Thursday, July 7, 2016
Rwanda
Rwanda is a sovereign state in central and east Africa and one of the smallest countries on the African mainland. Located a few degrees south of the Equator, Rwanda is bordered by Uganda, Tanzania, Burundi and the Democratic Republic of the Congo.
The largest faith in Rwanda is Roman Catholicism, but there have been significant changes in the nation's religious demographics since the genocide, with many conversions to Evangelical Christian faiths and, to a lesser degree, Islam.
The capital is Kigali. The official languages are Kinyarwanda, French and English. The president is Paul Kagome . The prime minister is Édouard Ngirente .
The Country profile, the CIA Factbook, and the history.
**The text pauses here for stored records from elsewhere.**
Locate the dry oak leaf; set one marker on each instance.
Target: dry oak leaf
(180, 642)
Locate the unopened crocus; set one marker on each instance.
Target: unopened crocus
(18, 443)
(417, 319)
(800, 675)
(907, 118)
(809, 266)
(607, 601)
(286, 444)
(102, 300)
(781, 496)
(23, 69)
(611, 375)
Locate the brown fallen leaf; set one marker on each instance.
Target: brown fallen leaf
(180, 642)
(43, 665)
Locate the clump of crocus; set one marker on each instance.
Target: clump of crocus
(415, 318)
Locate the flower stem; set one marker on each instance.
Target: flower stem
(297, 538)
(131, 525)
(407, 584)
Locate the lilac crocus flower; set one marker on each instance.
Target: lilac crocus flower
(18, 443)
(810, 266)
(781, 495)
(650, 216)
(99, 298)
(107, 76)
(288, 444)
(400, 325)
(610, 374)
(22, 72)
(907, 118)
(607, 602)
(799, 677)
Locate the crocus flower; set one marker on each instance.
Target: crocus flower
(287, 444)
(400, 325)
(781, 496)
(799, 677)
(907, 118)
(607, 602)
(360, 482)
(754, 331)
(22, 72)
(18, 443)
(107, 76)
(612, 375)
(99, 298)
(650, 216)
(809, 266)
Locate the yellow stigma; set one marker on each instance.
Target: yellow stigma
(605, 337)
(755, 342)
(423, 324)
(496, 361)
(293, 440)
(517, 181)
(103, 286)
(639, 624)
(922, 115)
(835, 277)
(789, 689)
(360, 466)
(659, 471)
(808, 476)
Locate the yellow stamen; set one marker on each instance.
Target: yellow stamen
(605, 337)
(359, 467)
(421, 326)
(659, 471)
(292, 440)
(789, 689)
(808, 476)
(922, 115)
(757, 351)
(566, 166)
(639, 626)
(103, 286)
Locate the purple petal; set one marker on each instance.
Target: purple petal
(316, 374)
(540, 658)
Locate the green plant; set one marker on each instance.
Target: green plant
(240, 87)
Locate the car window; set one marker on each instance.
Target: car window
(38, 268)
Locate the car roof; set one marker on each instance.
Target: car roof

The genocide was sparked by the death of the Rwandan president, Juvenal Habyarimana, a Hutu, on April 6. His plane was shot down above the Capital, Kigali. Ethnic Hutu extremists killed more than 800,000 Tutsis and politically moderate Hutus in a three-month rampage in 1994 while the world largely stood by. How the genocide happened; the background history; 100 days of slaughter. By mid-July, a rebel group called RPF (Rwandan Patriotic Front) formed by Tutsi exiles had taken the country - the killing ceased.
On January 12, 2010, Hutu extremists assassinated Rwanda's president in 1994 and used it as an excuse for the mass killing of Tutsi rivals, a government inquiry has found.